La nature en s’éveillant semblait toute nouvelle à Raoul. Les arbres et les gazons avaient ravivé leurs émeraudes à quelque soleil inconnu ; les perles et les diamants de la rosée jetaient des feux plus splendides dans leurs montures de boutons d’argent et de chrysanthèmes ; comme des miroirs, les ruisseaux murmurants et les myosotis de leurs rives s’emplissaient de l’azur du ciel ; dans les bosquets et dans les antres tapissés de lierre, au fond de toutes les solitudes, Raoul écoutait bruire et s’agiter doucement tous les bruits mystérieux des églogues de sa jeunesse. Les petits oiseaux chantaient à son oreille ce que l’amour chantait dans son cœur. Il n’y avait pas de petite fleur humble et cachée qui n’eût quelque grand secret à lui dire.

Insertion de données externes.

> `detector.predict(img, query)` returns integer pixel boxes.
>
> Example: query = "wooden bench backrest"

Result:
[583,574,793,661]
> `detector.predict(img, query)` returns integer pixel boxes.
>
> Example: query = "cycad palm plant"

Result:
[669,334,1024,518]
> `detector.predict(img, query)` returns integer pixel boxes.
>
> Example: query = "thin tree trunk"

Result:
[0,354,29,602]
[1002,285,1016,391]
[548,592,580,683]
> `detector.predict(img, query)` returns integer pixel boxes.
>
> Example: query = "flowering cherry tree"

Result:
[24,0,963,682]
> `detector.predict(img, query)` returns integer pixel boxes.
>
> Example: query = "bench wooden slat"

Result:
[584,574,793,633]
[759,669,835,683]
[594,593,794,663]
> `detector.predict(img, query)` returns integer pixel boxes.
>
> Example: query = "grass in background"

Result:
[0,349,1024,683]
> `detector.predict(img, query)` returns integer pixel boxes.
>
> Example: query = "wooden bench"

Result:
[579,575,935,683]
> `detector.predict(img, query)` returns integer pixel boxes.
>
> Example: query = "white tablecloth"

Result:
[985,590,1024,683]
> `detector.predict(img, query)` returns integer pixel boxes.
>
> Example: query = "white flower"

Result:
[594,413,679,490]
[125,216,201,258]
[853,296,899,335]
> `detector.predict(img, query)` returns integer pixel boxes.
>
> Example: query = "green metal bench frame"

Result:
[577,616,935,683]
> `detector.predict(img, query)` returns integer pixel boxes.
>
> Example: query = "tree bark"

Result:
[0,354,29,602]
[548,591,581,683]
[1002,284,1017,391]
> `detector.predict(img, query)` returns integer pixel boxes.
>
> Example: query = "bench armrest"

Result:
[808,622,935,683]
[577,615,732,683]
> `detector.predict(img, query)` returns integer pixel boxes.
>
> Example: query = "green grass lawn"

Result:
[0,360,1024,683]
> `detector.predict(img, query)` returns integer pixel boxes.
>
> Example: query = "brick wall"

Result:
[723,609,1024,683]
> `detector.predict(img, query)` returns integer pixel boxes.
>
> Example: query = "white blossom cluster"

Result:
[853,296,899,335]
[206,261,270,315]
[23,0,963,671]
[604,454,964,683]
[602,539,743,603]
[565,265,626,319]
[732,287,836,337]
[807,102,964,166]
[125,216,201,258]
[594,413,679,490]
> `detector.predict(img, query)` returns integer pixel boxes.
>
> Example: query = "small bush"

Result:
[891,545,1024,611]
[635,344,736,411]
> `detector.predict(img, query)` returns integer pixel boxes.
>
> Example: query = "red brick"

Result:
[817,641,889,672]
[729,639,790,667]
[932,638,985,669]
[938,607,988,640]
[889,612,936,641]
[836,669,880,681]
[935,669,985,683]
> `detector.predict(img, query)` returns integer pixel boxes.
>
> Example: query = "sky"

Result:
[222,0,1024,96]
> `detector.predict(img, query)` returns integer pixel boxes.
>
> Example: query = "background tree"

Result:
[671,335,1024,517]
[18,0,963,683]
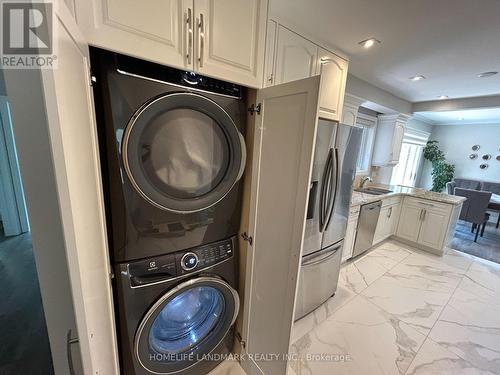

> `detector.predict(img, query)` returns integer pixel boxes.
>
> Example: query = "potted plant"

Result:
[424,141,455,192]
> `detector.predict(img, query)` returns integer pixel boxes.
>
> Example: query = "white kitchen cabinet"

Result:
[76,0,189,69]
[372,114,409,166]
[373,198,401,245]
[316,47,348,121]
[397,197,453,251]
[239,77,320,375]
[342,207,359,262]
[262,20,278,87]
[274,25,318,84]
[77,0,268,87]
[396,199,422,242]
[194,0,267,87]
[418,206,450,249]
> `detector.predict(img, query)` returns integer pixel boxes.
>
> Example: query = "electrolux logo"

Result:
[0,0,57,69]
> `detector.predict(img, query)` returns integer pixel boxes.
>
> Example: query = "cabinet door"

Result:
[373,206,392,245]
[194,0,267,88]
[397,203,423,242]
[316,48,347,121]
[275,25,318,84]
[389,122,405,164]
[263,20,278,87]
[76,0,194,69]
[418,208,449,250]
[241,77,319,375]
[342,214,358,262]
[36,6,119,375]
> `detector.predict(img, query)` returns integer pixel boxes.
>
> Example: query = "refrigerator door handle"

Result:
[319,149,333,232]
[325,148,339,229]
[302,244,342,267]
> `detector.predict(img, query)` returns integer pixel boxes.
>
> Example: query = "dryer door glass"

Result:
[135,277,239,373]
[122,93,245,213]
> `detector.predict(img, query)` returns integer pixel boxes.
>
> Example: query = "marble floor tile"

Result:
[429,262,500,374]
[339,255,387,293]
[209,360,245,375]
[366,242,411,270]
[291,285,356,342]
[290,296,425,375]
[361,273,452,335]
[405,339,496,375]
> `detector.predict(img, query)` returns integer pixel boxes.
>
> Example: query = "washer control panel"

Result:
[128,237,232,288]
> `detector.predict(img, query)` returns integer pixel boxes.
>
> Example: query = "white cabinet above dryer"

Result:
[77,0,268,87]
[316,47,348,121]
[372,114,409,167]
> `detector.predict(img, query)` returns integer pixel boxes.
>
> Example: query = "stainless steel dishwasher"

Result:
[352,201,382,257]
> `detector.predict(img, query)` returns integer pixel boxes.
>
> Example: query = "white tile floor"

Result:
[290,241,500,375]
[211,241,500,375]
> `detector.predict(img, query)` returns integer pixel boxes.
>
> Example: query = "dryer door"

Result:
[135,277,239,374]
[122,92,246,213]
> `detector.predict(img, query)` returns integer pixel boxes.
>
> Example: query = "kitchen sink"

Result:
[354,187,392,195]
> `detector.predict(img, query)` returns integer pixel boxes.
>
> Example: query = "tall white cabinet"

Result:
[263,20,348,121]
[372,114,409,167]
[76,0,268,87]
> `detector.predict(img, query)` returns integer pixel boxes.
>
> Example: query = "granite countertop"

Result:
[351,184,466,207]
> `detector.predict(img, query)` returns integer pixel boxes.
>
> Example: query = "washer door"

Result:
[122,92,246,213]
[135,277,239,374]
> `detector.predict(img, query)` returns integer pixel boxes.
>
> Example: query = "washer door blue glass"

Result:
[149,286,225,355]
[135,276,239,374]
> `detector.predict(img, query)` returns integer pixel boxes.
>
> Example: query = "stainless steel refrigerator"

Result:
[295,119,363,320]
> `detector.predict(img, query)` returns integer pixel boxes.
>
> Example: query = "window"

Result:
[356,112,377,174]
[391,129,429,187]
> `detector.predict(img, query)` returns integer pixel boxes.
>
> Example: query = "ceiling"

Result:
[271,0,500,102]
[415,108,500,125]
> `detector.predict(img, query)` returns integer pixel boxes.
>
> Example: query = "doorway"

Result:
[0,93,54,375]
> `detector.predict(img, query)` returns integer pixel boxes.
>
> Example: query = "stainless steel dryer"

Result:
[115,237,239,375]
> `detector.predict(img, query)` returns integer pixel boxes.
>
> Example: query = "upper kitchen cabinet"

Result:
[372,114,409,166]
[274,25,318,84]
[77,0,268,87]
[76,0,189,69]
[194,0,267,87]
[316,48,348,121]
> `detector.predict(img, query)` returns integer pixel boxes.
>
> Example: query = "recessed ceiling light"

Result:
[408,74,425,81]
[477,72,498,78]
[358,38,381,48]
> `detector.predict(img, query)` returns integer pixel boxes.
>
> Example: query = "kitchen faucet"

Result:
[359,176,373,189]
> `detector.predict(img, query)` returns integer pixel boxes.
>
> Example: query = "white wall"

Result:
[372,117,434,186]
[420,124,500,188]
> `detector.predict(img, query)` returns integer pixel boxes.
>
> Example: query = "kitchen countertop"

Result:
[351,184,466,207]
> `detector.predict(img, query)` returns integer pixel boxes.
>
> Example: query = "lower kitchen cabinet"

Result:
[342,206,359,262]
[373,198,401,245]
[396,197,452,251]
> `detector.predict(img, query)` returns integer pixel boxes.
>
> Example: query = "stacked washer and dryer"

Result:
[92,49,246,375]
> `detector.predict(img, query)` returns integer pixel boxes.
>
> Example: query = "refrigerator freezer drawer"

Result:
[295,241,344,320]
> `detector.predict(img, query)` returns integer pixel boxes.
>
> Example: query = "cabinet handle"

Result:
[186,8,193,65]
[198,13,205,68]
[66,329,78,375]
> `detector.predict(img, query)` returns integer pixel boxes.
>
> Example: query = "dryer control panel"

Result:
[128,238,235,288]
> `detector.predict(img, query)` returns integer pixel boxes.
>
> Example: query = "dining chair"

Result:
[454,188,491,242]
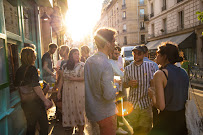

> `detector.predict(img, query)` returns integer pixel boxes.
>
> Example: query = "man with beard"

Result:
[123,46,156,135]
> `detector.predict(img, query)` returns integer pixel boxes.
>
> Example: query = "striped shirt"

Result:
[124,61,156,109]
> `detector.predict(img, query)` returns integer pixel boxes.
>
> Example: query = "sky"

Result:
[65,0,103,41]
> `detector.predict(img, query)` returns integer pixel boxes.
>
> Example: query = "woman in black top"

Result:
[148,42,189,135]
[14,47,52,135]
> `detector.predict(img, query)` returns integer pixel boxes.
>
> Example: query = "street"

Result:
[44,89,203,135]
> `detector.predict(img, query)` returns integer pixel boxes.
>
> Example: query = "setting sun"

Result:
[65,0,102,41]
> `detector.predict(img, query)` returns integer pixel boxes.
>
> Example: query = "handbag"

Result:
[18,66,38,102]
[185,85,203,135]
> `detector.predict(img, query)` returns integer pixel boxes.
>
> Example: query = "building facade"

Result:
[95,0,148,46]
[146,0,203,67]
[0,0,67,135]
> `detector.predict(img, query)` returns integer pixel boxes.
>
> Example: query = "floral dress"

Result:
[62,62,85,127]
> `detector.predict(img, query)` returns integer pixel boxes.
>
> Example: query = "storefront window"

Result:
[3,0,19,35]
[8,43,19,92]
[0,39,7,85]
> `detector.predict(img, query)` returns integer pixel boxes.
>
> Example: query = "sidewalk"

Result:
[191,82,203,90]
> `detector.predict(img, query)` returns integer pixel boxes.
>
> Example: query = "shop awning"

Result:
[146,32,196,50]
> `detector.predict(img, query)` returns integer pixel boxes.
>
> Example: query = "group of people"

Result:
[15,28,189,135]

Je ne sais combien d’heures les deux amis coururent ainsi au hasard, laissant leurs âmes s’éparpiller à toutes les harmonies de cette forêt silencieuse. Ils ne se parlaient pas, mais ils avaient les mêmes pensées. Raoul était heureux, et Julien était heureux du bonheur de Raoul. C’était une extase. Mais le bruit d’une voix rompit ce charme.

C’était près d’une clairière entourée de taillis et jetée comme un oasis au milieu du bois touffu.

Sous un chêne centenaire, dont les pieds se cachaient sous la mousse et la verdure, madame de Lillers, en robe blanche, les regards au ciel, était étendue. Armand de Bressoles, couché à ses pieds, les yeux mouillés de pleurs, tenait la main de Sylvanie, et lisait à haute voix La Tristesse d’Olympio.